Levar em consideração essa essência
é fazer a divisão, na própria entidade, entre o que é ôntico
e o que permanece ontológico. Com esta dissociação, o conceito
de ser sai da sua indeterminação pré-filosófica, deixa de
designar indistintamente, como o faz demasiadas vezes na
história da filosofia e ainda em Sartre, o ente e o seu
fundamento ontológico, para se referir explicita e exclusivamente ao
último. A oposição entre ser e ente surge no mesmo momento em que a
problemática conquista seu significado ontológico.

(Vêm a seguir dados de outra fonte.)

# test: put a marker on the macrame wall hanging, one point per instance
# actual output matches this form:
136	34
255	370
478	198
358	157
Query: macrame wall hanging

Quando o conceito de ser recebeu
sua própria determinação ontológica, o problema de sua relação com o conceito
antitético de consciência pôde ser colocado em uma base
filosófica. Terá a oposição clássica desde Descartes, entre a
consciência e a coisa, se sobreposto, como tantas vezes aconteceu, à da
consciência e do ser? Ao contrário, não é evidente que a análise
filosófica da "coisa" cai na mesma dialética e obedece às mesmas
prescrições do ente? A coisa, que nada mais é do que o ente, requer o
mesmo fundamento ontológico: uma essência da coisa, a coisidade como
tal. A coisa compreendida em sua unidade com a essência que a funda,
ainda é um termo antitético para a consciência, ou a
consciência não é precisamente a própria coisidade da coisa e, como
tal, sua essência? Na verdade, não é o ser que se opõe, em seu
conceito, à consciência, mas ao ente.
A consciência recebe, como ser, o
sentido de ser a essência e o fundamento. A oposição entre a
consciência e a coisa é a mesma que entre ser e ente. O advento do idealismo
moderno, de fato, esconde o aparecimento na história do
pensamento de uma forma nova e propriamente filosófica de perguntar:
aquela que, ao perguntar sobre a condição de possibilidade da
coisa, propõe assim a reflexão, como seu próprio objeto, a respeito
da elucidação da esfera ontológica da existência. Essa existência, entendida
como condição ontológica de possibilidade da coisa, é assim a
existência do ente sobre o qual o pensamento antigo medieval debruçou
sem perguntar, porém, sobre essa existência como tal. Ao trazer a
essência do que a ontologia grega considerava de um modo pré-filosófico
ser ela mesma ao estado de problema, a filosofia da consciência
aparece como a realização da antiga filosofia do ser; é um
fim e não um começo. Coincide com a ontologia contemporânea, que
soube justamente proporcionar a condição ontológica da possibilidade
de ser como tema de sua pesquisa e compreender essa
condição como meio ontológico de verdade.
A conexão da filosofia da
consciência com o problema da verdade entendida em seu significado
ontológico universal reside no fato de que o conceito de consciência é o
elemento com o qual a filosofia moderna pensa sobre a
possibilidade que as coisas têm de se manifestar: a essência da
manifestação. Assim sendo, antes de declinar, com efeito, à
categoria do ente simplesmente privilegiado, como atesta a oposição
que se estabelece entre ela e a totalidade do ente que é “ externa a
ela” , a consciência primeiro intervém no esboço ontológico de um
pensamento que se questiona sobre o poder, que dá ao ente sua condição
de fenômeno para nós. Se o conceito ontológico de ser designa
a essência da manifestação, a existência, se esta é a "forma"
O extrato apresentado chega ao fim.